Do you want a condensed history of the world told from one perspective and a rather dull one at that? Then look no further. I’m not being funny or cruel when I say that I feel asleep twice reading this book. I had to put it down and come back the next day, and the same fucking thing happened. Naptime. It was never a joy to read and was about as interesting as you’d expect when reading a condensed version of the history of earth with a lazy look at the future.

The Man of Steel

Get ready because the rest of the list is all DC books. I’d put more Marvel on here if I actually read Marvel, like the X-Men books if I could even finish an issue, but I can’t. Anyway, The Man of Steel marked Bendis’ start at DC. I wonder if they can get their money back. Not only did this have all the staples of Bendis’ writing, but it went to show that maybe Superman is better just punching things. If you want to read the same dialogue over and over, then this is the story for you. It was dull. It wasn’t some return to form for Superman, and it felt like Superman at the end of the DCU before the reboot when they were just adding bullshit retcon to Krypton. Hey, it wasn’t Krypton’s fault it blew up, it was some dude without a nose, it was his fault… great retcon. The rest of the book is just Bendis getting rid of the stuff he doesn’t want to write about, which felt like a lazy and selfish way to write Superman.

Heroes in Crisis

Yup. Go ahead and hate me, but Tom King is projecting his own life into DC with the DC heroes was not only difficult to read for the wrong reasons, but also not why anyone reads the DC line of books. This shit would be boring and perfect for Marvel, but Superman is talking to a robot to release his pent-up feelings… that’s not Superman. That’s not Batman. That’s certainly not Wonder Woman. This story, this mystery… It is out of place. Harley Quinn bests the Trinity… I’m done. She doesn’t need any more cool points, and that wasn’t a “moment to be remembered,” but rather one to be forgotten, much like my interest in this heavy-handed drama.

Doomsday Clock

Yup again.
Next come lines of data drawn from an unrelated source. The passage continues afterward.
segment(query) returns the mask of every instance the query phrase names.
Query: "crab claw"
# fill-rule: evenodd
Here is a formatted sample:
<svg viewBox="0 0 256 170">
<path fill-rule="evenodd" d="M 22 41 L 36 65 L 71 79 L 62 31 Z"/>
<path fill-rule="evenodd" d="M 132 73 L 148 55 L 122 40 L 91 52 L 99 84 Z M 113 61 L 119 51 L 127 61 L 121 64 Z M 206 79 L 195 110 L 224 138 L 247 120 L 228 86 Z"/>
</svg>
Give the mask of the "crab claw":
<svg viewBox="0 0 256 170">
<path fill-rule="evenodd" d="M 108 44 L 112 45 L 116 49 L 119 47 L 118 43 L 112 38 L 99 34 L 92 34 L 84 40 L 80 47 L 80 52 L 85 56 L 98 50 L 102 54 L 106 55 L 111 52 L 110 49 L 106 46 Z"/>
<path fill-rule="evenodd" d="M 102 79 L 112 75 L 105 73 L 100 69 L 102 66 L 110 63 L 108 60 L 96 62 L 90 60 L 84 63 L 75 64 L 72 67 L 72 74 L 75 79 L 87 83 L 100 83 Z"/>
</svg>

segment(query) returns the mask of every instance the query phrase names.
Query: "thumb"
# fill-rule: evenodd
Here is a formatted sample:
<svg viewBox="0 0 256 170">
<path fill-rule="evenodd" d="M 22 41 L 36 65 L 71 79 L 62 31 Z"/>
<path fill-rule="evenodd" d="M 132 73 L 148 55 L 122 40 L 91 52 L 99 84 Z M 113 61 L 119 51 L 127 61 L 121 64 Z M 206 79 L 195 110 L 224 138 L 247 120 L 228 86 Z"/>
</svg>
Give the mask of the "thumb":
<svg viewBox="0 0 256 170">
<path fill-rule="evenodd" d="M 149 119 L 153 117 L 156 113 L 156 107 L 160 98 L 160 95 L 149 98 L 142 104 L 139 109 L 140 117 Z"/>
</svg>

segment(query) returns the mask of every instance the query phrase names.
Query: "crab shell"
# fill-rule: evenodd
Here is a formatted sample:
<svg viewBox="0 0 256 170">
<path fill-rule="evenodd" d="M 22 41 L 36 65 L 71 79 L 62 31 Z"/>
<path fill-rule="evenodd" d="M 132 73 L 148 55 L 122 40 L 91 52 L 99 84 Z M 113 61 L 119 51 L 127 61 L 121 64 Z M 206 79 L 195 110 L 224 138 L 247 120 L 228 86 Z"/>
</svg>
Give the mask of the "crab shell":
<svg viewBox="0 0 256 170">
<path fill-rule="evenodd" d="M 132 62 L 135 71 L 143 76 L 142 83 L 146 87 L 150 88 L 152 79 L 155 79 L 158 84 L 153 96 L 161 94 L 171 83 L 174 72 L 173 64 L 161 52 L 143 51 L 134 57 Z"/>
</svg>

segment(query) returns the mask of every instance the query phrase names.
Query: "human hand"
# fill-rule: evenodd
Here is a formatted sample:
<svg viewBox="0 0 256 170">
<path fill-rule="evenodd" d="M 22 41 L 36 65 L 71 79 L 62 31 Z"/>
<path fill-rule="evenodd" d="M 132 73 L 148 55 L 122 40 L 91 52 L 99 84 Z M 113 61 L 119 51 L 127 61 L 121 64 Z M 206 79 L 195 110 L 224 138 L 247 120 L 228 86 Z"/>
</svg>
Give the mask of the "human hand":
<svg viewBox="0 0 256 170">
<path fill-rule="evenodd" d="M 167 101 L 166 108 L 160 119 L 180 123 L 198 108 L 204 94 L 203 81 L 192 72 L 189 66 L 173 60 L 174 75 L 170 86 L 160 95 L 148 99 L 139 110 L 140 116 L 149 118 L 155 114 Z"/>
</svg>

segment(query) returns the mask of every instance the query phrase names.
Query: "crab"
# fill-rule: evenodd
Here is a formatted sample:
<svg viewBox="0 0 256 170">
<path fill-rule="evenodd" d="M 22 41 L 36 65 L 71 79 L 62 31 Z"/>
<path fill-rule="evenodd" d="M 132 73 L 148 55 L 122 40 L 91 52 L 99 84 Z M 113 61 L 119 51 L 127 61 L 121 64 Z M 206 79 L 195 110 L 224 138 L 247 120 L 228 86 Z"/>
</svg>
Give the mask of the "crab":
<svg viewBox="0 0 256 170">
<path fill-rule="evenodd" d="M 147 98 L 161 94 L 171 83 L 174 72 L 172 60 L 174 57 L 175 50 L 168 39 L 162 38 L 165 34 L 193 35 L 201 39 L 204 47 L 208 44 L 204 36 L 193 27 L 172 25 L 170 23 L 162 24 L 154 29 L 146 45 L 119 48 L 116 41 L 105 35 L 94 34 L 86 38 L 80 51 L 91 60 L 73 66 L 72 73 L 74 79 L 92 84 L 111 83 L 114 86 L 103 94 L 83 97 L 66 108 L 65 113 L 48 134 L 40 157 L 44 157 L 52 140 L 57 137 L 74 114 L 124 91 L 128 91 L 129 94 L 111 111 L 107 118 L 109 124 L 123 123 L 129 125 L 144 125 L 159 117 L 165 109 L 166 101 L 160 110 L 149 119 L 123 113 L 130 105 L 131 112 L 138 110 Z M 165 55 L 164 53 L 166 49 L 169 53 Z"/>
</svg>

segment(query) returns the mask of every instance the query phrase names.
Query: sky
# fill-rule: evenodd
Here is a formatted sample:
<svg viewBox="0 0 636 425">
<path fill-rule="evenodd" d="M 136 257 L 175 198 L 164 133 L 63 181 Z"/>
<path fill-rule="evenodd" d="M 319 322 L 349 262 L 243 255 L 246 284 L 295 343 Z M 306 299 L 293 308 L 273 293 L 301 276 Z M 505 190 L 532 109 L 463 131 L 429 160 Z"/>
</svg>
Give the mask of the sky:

The main reason this is on here is that it doesn’t need to exist at all. The art is masterful, but the story is hot shit. Where the fuck is this taking place because it seems like Johns made a DCU for the Watchmen U… and both suck. Why is the Joker even participating in this story?  Every character feels out of place, but none more than the Joker. I wanted to be interested in this story, but there’s no mystery here. It doesn’t matter. This book is being written in a bubble and has no effect on the DCU, and that’s probably a good thing. Maybe more “event books” should be in the same bubble that way we can just forget about them after we’re done with them.

Dark Nights Metal

These last two are at the bottom for a reason. They were the worst of the worst and only for the sake of context is Dark Nights Metal first. What a horrible garbage story. It retconned shit that didn’t need to be retconned. It wrapped up some master story plan that Synder had way back at the beginning of his Batman run and it spent five issues building impossible odds for the heroes only to have the villains basically just fall down at the end and Batman work with the Joker, which was probably the most offensive thing about this already offensive story. “We got special armor; we can beat anything now… oh and hope, yeah, plenty of hope!” The only thing to come from this was a bunch of shitty spinoffs that got canceled because they didn’t fit in with the DCU anymore than this event did. And the art was gross from beginning to end. It felt and looked like 40 different people drew this, and none of them had a unified vision.

Justice League: No Justice

What’s better than the end of an event book than a mini-event pairing heroes and villains together in Tron inspired suits? Nothing. Because all of that was terrible. This was a dull story, with no consequences and used to set up some small portion of Snyder’s Justice League run. When you have this many characters, they all end up standing around doing nothing, and that’s what happened here. And then someone punched something, and the story ended. I felt dumber for having read it, even with zero expectations going into it. The only reason it’s last on the list is because it spawned from the disappointment that was Dark Nights Metal.